Re: maunderings

From: Sandy Petersen <sandyp_at_idgecko.idsoftware.com>
Date: Tue, 18 Apr 95 17:33:08 -0500


P. Metcalfe
>But the final word in barbarous cruelty (as opposed to a simple body

>count) of Horse Nomads goes to Timur the Lame who was also
>pointlessly destructive to boot.

        Hear, hear. Timur is also _my_ choice for Worst Person To Get Invaded By, throughout history. Worse even than the Nazis in Russia, which takes some doing.

        That said, the Mongols were monstrously harsh when they invaded the middle East. The poor Moslems really took it on the chin.

Graeme Lindsell
>I'd like to see a few more of your assumptions here: I don't get a
>figure of anything like 80% deaths with a 1d8+1 damage arrow hitting
>an average 5 HP chest with no AP

        Assumption (1) doing double damage (i.e., 10 points) kills the target.

        Assumption (2) a target reduced to 0 or fewer HP must start making Bleeding rolls (CON or less on d20). Each round that he fails, he loses 1d3 further hit points. Once he succeeds, he stops bleeding.

        This, no doubt, is where the extra deaths are coming from.

>I found a curious reference to the use of mounted crossbowmen

        In the Crusades, there fought the reasonably well-known Turcopoles, who were mounted crossbowmen, fighting in the same style as the Saracens. They were named "Turcopoles" apparently because most of them were halfbreeds (i.e., half-"turk" half-"pole"). I can only assume that they were quite good at using a cranequin. In at least one battle account I've read, it's clear that the Turcopoles didn't dismount to fight, but fired and reloaded on horseback.
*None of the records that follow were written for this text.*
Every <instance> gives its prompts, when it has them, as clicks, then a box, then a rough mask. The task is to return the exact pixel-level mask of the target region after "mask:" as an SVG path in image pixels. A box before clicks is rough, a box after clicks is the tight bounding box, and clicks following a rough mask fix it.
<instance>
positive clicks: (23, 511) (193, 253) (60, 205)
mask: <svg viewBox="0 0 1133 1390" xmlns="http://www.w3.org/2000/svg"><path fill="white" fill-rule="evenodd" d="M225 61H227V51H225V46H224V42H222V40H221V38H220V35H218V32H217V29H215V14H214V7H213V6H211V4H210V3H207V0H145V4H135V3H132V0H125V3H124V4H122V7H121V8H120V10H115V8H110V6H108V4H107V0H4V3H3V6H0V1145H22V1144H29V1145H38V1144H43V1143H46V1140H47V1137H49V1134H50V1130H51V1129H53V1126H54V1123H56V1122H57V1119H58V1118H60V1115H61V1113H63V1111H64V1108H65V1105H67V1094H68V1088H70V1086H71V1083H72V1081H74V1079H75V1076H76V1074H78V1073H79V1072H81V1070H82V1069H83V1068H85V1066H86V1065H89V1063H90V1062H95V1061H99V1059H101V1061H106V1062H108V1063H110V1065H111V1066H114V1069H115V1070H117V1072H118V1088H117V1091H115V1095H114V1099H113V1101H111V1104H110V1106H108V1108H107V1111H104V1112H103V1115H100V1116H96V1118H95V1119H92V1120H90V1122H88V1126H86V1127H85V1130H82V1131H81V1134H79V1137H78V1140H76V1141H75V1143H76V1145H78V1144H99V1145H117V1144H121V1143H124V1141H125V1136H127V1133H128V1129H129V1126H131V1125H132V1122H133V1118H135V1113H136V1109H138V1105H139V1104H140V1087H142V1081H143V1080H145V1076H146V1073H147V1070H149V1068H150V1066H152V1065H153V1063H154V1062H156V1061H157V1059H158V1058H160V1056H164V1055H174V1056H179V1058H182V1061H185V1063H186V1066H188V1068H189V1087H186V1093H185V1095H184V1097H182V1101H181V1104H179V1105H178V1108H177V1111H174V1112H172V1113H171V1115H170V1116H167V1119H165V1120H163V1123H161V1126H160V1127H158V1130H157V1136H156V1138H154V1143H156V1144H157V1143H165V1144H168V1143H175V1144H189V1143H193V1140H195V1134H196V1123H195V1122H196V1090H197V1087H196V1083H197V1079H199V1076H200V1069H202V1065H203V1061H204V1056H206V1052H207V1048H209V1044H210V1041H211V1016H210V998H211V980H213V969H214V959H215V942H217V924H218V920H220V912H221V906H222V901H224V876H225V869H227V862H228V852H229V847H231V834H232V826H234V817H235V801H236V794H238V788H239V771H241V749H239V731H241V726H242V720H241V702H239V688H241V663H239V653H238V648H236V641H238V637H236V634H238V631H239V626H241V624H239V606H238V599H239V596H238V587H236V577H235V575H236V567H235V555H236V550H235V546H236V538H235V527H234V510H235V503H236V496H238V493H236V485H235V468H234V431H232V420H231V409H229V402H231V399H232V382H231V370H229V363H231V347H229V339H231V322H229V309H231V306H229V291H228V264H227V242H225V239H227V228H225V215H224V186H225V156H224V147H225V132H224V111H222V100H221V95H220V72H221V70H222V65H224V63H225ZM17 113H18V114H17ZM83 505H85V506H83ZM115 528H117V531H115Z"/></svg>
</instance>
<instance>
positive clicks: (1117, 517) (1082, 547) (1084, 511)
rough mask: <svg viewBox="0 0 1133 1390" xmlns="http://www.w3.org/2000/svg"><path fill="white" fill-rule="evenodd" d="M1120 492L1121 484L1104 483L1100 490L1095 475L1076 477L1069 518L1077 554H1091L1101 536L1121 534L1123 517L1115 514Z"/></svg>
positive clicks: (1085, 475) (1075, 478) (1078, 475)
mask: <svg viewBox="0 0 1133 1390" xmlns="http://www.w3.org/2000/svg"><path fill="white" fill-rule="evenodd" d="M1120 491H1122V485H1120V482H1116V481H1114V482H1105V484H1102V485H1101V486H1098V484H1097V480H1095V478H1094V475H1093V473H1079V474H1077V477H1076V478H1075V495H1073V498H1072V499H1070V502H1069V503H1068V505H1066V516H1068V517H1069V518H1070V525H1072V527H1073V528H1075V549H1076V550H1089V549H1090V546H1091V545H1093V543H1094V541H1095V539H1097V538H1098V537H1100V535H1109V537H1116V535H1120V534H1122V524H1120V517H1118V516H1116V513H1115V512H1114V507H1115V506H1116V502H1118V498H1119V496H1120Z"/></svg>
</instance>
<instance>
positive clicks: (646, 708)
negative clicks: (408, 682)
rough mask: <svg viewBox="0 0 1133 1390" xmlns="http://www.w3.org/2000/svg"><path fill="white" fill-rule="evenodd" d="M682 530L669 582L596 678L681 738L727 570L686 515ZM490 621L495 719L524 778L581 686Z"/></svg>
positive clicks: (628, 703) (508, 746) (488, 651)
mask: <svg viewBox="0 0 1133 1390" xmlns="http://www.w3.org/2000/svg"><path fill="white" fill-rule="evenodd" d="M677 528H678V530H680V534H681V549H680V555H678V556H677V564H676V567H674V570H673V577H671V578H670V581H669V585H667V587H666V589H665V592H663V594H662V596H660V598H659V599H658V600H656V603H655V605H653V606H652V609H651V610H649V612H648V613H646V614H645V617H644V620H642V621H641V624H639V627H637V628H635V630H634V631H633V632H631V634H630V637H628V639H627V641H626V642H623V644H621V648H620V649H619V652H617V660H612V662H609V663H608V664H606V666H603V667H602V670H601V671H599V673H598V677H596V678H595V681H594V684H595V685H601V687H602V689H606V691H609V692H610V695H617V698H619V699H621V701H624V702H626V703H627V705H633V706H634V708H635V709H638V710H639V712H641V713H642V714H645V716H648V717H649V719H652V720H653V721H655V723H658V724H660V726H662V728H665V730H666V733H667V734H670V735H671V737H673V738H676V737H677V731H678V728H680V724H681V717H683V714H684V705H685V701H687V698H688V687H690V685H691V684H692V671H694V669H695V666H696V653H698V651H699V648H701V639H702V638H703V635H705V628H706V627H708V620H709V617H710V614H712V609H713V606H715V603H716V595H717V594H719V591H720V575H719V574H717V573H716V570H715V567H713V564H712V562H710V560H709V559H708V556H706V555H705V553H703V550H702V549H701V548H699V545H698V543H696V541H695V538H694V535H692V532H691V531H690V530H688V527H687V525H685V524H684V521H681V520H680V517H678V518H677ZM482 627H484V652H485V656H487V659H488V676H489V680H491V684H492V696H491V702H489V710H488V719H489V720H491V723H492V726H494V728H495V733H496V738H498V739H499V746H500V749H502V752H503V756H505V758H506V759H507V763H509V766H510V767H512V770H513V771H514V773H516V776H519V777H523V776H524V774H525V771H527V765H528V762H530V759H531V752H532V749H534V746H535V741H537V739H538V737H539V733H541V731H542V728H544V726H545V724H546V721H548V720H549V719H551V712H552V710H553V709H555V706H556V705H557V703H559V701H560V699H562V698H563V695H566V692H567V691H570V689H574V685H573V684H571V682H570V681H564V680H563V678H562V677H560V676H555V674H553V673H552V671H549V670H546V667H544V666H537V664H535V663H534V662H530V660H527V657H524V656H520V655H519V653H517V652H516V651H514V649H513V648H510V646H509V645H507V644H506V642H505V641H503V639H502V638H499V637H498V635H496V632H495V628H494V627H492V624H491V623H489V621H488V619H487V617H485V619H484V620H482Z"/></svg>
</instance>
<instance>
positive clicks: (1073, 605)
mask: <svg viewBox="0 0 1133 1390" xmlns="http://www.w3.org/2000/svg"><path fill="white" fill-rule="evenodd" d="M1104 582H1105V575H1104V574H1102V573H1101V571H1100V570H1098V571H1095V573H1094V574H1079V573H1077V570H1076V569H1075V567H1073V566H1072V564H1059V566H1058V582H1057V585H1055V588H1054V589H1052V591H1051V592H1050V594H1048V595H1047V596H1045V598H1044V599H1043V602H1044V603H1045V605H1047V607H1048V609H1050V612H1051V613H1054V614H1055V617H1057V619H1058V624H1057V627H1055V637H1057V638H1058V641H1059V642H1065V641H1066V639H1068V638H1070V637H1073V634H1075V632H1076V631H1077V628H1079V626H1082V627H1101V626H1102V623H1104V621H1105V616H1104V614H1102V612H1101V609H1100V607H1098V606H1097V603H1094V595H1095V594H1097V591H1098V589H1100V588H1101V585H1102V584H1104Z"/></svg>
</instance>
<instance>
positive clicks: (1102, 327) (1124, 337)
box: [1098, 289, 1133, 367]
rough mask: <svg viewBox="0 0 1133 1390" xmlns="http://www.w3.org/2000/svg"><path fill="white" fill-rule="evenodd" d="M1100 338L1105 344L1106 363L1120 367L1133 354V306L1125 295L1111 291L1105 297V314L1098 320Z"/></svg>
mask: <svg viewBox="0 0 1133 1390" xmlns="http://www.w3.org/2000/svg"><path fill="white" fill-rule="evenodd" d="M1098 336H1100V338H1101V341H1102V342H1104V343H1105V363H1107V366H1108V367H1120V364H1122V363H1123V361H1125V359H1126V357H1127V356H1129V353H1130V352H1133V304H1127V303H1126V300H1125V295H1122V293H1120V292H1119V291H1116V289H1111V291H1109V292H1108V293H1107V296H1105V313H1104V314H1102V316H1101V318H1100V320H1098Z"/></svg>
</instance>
Here is an interesting quote from a good friend of mine, Kelly DeVries (a medieval military historian -- I recommend his book "Medieval Military Technology" to anyone interested in the subject).

> I have shot both a longbow and a crossbow. The longbow was a 55-60
lb. pull and the crossbow was 140 lb. So, according to those who study these things, the pulls on both of these weapons were a bit low for medieval exemplars.I got quite proficient with both bows. With the longbow I could hit a small target at 50 feet without difficulty, a man-size target at 50 yards and come close to the same at 100 yards. But with a crossbow there was a different problem. At 50 feet there was great proficiency, at 50 yards however I could come only close to a man-size target. At 100 yards I came nowhere close to the target, missing it consistently by a good 10-20 yards to one side or the other. It seems, after I had talked to bow instructors, that wind plays a greater role on the smaller bolt than on the arrow. As well, the recoil of a crossbow is of course far greater than a longbow and even more so when a crossbow is raised at a higher angle of fire to get a longer distance. That tends to jerk the bow and thus the bolt from the target. Furthermore, if illuminations tell us anything, longbow practice was done on a target raised not far from the ground ala Robin Hood, while crossbow practice fired at a target raised on a pole some 25 feet in the air, as if shooting at a bird.

>Couldn't the Europeans make good their losses more rapidly than the
>Mongols, due to the shorter distances to their major population
>centres?

        It wasn't a war of attrition (most premodern wars weren't). And no, they couldn't, because the Europeans of the time were still feudal -- it wasn't a question of how many men were available, it was a question of how many men were fit to fight. And basically everyone fit for war was out there on horseback armed as a knight.

        The middle ages' lack of a money economy made it impossible for anyone to field a true army. All you could do was summon your vassals together. It's hard to replace said vassals when they get killed en masse. They say that after the battle of Tannenburg (in which a Polish-Lithuanian army stomped the Germans), almost every small village in Germany was ruler-less.